Magicity of neutron-rich isotopes within relativistic self-consistent approaches

TL;DR

This paper investigates the emergence of new shell gaps in neutron-rich nuclei using relativistic Hartree-Fock-Bogoliubov theory, highlighting the influence of Lorentz pseudo-vector and tensor interactions on nuclear magic numbers.

Contribution

It introduces a detailed analysis of how Lorentz pseudo-vector and tensor interactions affect shell gap formation in neutron-rich isotopes within a relativistic framework.

Findings

Identification of candidate nuclei with new magic numbers.

Role of Lorentz interactions in single-particle energy evolution.

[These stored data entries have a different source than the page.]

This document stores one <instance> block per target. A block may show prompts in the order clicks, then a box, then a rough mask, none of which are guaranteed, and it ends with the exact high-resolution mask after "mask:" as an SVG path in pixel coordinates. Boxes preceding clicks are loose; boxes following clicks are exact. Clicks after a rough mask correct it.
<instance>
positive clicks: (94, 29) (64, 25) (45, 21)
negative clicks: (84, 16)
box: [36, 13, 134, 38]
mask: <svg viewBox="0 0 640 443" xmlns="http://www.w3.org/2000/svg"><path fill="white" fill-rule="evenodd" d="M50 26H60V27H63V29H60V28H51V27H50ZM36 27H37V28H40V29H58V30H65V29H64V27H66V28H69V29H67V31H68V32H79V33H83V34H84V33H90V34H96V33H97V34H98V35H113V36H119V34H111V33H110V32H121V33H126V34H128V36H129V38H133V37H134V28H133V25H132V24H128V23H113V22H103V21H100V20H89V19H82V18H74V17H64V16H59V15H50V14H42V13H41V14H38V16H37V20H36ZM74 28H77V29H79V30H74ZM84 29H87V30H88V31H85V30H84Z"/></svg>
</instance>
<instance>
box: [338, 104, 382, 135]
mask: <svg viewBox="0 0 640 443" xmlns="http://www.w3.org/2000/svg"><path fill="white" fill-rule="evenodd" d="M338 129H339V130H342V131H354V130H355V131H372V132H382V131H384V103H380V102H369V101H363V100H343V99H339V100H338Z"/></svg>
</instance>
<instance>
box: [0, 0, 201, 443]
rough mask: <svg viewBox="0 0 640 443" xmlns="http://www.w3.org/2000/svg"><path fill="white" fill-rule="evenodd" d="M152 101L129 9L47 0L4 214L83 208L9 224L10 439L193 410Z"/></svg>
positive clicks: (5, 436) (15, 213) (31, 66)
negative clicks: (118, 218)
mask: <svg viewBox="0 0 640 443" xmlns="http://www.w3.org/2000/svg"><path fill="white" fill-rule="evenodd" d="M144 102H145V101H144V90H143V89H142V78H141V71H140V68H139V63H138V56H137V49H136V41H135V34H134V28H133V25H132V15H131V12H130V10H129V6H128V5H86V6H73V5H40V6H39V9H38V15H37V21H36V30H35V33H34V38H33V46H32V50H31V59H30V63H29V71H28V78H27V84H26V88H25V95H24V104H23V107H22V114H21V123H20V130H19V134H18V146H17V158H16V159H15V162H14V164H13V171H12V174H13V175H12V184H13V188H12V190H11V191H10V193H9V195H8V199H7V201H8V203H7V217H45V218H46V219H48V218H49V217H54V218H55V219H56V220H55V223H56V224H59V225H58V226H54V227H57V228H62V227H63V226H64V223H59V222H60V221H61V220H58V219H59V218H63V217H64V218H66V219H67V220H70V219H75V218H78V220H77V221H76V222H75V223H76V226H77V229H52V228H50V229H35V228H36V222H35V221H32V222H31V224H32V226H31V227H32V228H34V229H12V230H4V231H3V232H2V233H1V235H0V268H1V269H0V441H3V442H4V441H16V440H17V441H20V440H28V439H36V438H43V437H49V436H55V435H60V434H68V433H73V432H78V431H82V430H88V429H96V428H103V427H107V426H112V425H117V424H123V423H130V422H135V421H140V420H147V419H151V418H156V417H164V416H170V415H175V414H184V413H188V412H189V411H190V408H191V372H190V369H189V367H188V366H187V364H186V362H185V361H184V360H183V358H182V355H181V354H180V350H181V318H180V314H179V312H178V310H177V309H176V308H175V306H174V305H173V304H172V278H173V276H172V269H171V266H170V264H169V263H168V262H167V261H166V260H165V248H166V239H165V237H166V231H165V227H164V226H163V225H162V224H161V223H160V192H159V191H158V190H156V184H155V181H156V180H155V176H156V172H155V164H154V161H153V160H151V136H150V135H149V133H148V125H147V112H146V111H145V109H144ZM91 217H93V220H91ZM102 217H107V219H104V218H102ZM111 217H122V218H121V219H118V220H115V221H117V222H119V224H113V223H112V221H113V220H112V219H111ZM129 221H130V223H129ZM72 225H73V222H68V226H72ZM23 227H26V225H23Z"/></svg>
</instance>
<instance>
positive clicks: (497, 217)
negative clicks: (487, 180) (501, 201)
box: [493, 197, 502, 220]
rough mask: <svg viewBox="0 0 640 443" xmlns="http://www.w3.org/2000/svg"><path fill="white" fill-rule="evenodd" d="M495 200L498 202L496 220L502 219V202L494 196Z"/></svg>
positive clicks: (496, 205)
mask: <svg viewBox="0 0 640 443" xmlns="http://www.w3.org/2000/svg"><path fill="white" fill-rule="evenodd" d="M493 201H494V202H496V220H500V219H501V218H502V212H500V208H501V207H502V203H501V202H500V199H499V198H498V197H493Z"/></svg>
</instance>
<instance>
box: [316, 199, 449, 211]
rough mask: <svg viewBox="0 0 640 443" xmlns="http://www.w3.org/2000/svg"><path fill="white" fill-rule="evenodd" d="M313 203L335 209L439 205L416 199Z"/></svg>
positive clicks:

Prediction of nuclei with large shell gaps and minimal pairing.

Abstract

The formation of new shell gaps in intermediate mass neutron-rich nuclei is investigated within the relativistic Hartree-Fock-Bogoliubov theory, and the role of the Lorentz pseudo-vector and tensor interactions is analyzed. Based on the Foldy-Wouthuysen transformation, we discuss in detail the role played by the different terms of the Lorentz pseudo-vector and tensor interactions in the appearing of the $N=16$, 32 and 34 shell gaps. The nuclei $^{24}$O, $^{48}$Si and $^{52,54}$Ca are predicted with a large shell gap and zero ($^{24}$O, $^{52}$Ca) or almost zero ($^{48}$Si, $^{54}$Ca) pairing gap, making them candidates for new magic numbers in exotic nuclei. We find from our analysis that the Lorentz pseudo-vector and tensor interactions induce very specific evolutions of single-particle energies, which could clearly sign their presence and reveal the need for relativistic approaches with exchange interactions.